Wednesday, July 1, 2015

New Report Suggests Regular Exercise May be Potential Risk Reduction for Cognitive Decline

Alzheimer's & Dementia Journal logo
Participating in regular physical activity and managing certain cardiovascular risk factors (smoking, hypertension, diabetes, and obesity) reduces the risk of cognitive decline, according to an evidence review by the Alzheimer’s Association published in Alzheimer’s & Dementia earlier this month. This review adds to the growing scientific consensus, including a recentInstitute of Medicine report, that modifying certain behaviors can protect cognition and support brain health.

Dementia EvidenceBased on an examination of the current state of the science, the analysis concludes there is sufficiently strong evidence, from a population perspective, to link physical activity and management of certain cardiovascular risk factors to a reduced risk of cognitive decline. The report notes that a healthy diet and engaging in lifelong learning may also reduce the risk (see image at right).

To date, the only risk factors conclusively associated with dementia, according to the report, are formal education (more of it reduces the risk) and moderate to severe traumatic brain injury (it increases the risk). However, physical activity and cardiovascular risk management may also reduce the risk of developing dementia.

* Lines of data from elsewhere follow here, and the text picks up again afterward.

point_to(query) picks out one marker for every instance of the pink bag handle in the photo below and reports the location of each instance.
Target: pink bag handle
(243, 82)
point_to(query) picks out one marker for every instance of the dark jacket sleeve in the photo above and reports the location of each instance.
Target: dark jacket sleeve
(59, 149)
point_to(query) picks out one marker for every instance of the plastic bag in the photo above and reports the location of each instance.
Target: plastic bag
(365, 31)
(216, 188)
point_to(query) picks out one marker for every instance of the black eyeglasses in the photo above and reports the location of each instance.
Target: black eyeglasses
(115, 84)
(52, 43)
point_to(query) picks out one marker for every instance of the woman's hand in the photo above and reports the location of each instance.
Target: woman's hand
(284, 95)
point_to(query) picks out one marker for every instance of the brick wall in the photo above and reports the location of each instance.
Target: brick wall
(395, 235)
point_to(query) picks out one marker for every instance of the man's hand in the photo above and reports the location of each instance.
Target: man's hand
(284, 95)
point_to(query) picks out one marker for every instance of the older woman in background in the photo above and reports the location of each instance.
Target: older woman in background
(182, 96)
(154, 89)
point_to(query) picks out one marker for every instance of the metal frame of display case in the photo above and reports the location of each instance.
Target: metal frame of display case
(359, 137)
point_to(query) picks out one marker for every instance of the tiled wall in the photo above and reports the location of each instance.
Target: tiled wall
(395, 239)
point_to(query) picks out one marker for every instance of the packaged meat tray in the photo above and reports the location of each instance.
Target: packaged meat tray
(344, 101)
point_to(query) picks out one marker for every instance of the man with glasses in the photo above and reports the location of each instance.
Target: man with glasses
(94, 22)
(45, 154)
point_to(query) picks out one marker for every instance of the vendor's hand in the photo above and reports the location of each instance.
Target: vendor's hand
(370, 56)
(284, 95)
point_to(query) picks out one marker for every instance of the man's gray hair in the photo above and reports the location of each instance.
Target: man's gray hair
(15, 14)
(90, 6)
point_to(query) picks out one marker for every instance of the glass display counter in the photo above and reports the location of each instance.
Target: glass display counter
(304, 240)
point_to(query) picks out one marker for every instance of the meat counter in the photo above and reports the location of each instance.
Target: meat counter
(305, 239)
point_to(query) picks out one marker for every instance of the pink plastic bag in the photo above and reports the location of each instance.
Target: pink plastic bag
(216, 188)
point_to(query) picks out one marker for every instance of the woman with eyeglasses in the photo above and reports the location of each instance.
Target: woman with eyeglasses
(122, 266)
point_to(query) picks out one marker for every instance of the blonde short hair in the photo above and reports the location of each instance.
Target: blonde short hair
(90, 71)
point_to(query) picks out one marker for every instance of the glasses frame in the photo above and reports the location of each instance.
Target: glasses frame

The authors call for expanding efforts to raise awareness and educate the public on ways to decrease their risk of cognitive decline, including by governments. The Public Health Road Map, a guidebook for public health officials to promote cognitive functioning – which was jointly developed by the Centers for Disease Control and Prevention’s Healthy Aging Program and the Alzheimer’s Association – encourages disseminating evidence-based messages about risk reduction for preserving cognitive health (action item E-04).  Brain Health as You Age: You Can Make A Difference!,  from the Administration for Community Living, is one existing resource that public health professionals can use. You can  also partner with your local Alzheimer's Association chapter  to conduct workshops on ways individuals can care for their bodies and brains to age as well as possible.